Topology tells us that topological vortices and antivortices can form new spacetime structures via the synchronous effect of superposition, deflection, or twisting of them. Mathematics does not tell us that there must be God particles, ghost particles, fermions, or bosons present. When physics and mathematics diverge, arbitrary imagination will make physics no different from theology. Topological vortex research reflections on the philosophy and methodology of science help us understand the nature essence of science and the limitations of scientific methods. This not only has guiding significance for scientific research itself, but also has important implications for science education and popularization.
Today, so-called official (such as PRL, Nature, Science, PNAS, etc.) in physics stubbornly believes that two sets of cobalt-60 rotating in opposite directions can become two sets of objects that mirror each other, is a typical case that pseudoscience is rampant and domineering.
Please witness the exemplary collaboration between theoretical physicists and experimentalists (https://scitechdaily.com/microscope-spacecrafts-most-precise-test-of-key-component-of-the-theory-of-general-relativity/#comment-854286). Let us continue to witness with facts the dirtiest and ugliest era in the history of human social sciences and humanities. The laws of nature will not change due to misleading of certain so-called academic publications or endorsements from certain so-called scientific awards.
As some comments have stated ( https://scitechdaily.com/super-photons-unveiled-sculpting-light-into-unbreakable-communication-networks/#comment-861546 ): Fortunately, we have enough pieces to put the puzzle together properly, and there are folks who have chosen to forego today’s societal structures in order to do exactly that.

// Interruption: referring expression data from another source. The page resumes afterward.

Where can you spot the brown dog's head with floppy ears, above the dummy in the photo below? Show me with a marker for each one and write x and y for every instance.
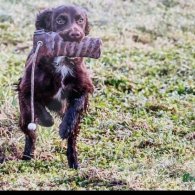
(70, 22)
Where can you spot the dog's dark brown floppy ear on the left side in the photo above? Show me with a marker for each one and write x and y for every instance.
(43, 20)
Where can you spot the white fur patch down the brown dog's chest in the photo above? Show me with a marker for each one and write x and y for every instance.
(64, 70)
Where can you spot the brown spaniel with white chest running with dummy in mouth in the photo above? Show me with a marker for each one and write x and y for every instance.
(61, 84)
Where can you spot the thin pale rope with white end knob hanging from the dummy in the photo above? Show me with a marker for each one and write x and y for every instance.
(32, 125)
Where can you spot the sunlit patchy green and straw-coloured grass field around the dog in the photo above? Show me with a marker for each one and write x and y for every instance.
(139, 131)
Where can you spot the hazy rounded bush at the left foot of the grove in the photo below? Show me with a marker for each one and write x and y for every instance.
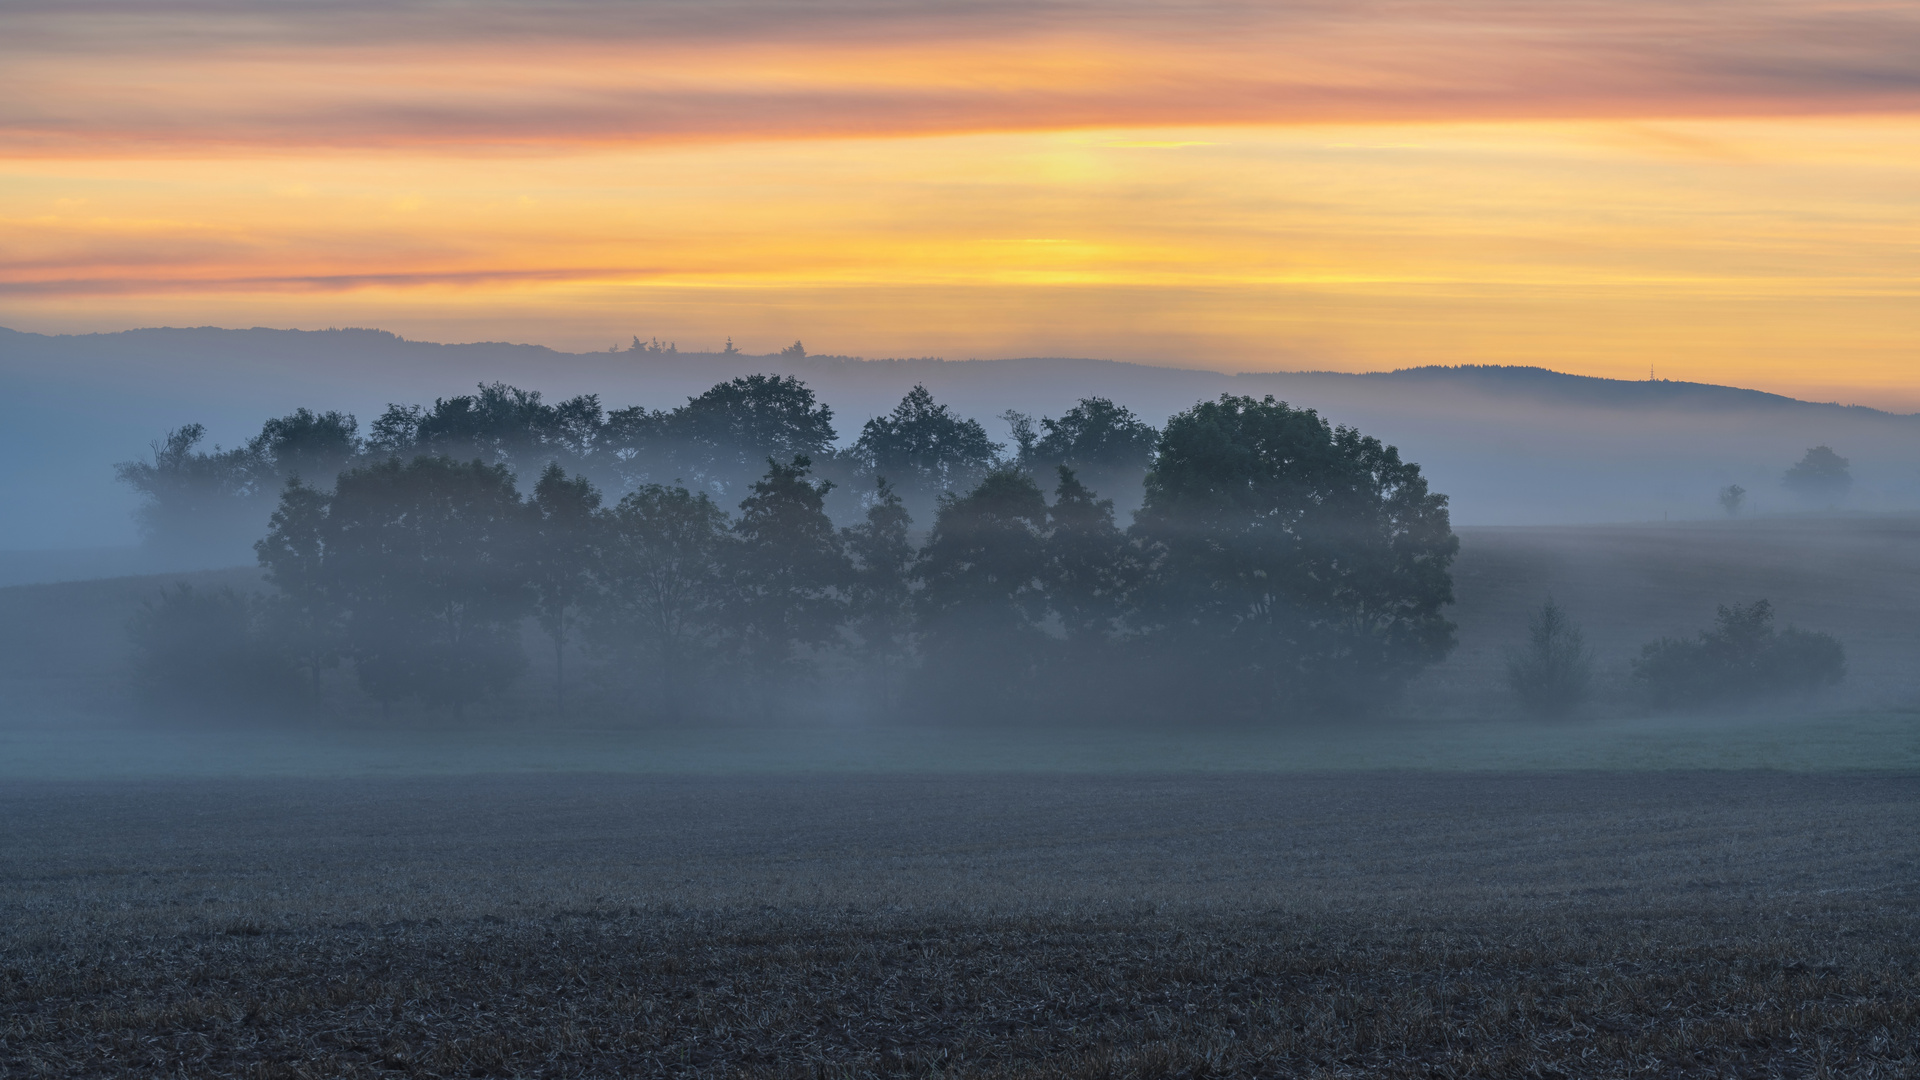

Additionally, some comments have stated ( https://scitechdaily.com/science-made-simple-what-is-nuclear-fission/#comment-862083 ): You have been spewing this type of nonsensical word salad for several years now. Outrage doesn’t equal competence. If anything, your inability to convince anyone is a sign of your incompetence. Ask the commenter:Today, so-called official (such as PRL, Nature, Science, PNAS, etc.) in physics stubbornly believes that two sets of cobalt-60 rotating in opposite directions can become two sets of objects that mirror each other, and it even won awards. These so-called academic publications blatantly talk nonsense, which is a public humiliation of the normal intellectual level of the public. Do you think this is human misfortune or personal misfortune?
Isn’t this the evil consequence of the Physics Review family misleading science? Academic circle is not Entertainment industry. Have some people really never know what shame is?
Their study was published in Physical Review Letters. Are the publications of the Physics Review family trustworthy?
The Physics Review family of publications has been misleading the development of physics. God particles and Ghost particles are almost becoming their totems.
The physical nature of space is an ideal fluid. It is the material basis and origins of the world we live in. The formation of topological vortices in ideal fluids is not difficult to understand mathematically. Based on ideal fluids, numerical simulations of vortex flow and heat exchange can be established. For example, RNG k – ε model, Realizable k – ε model, etc. have been widely applied in various engineering simulations to solve practical problems encountered in daily work.
The rotation of topological vortices is spin. Therefore, spin creates all things, spin creates the world.
Have you not seen that modern physics has been crazily searching for imaginary God particles and Devil particles?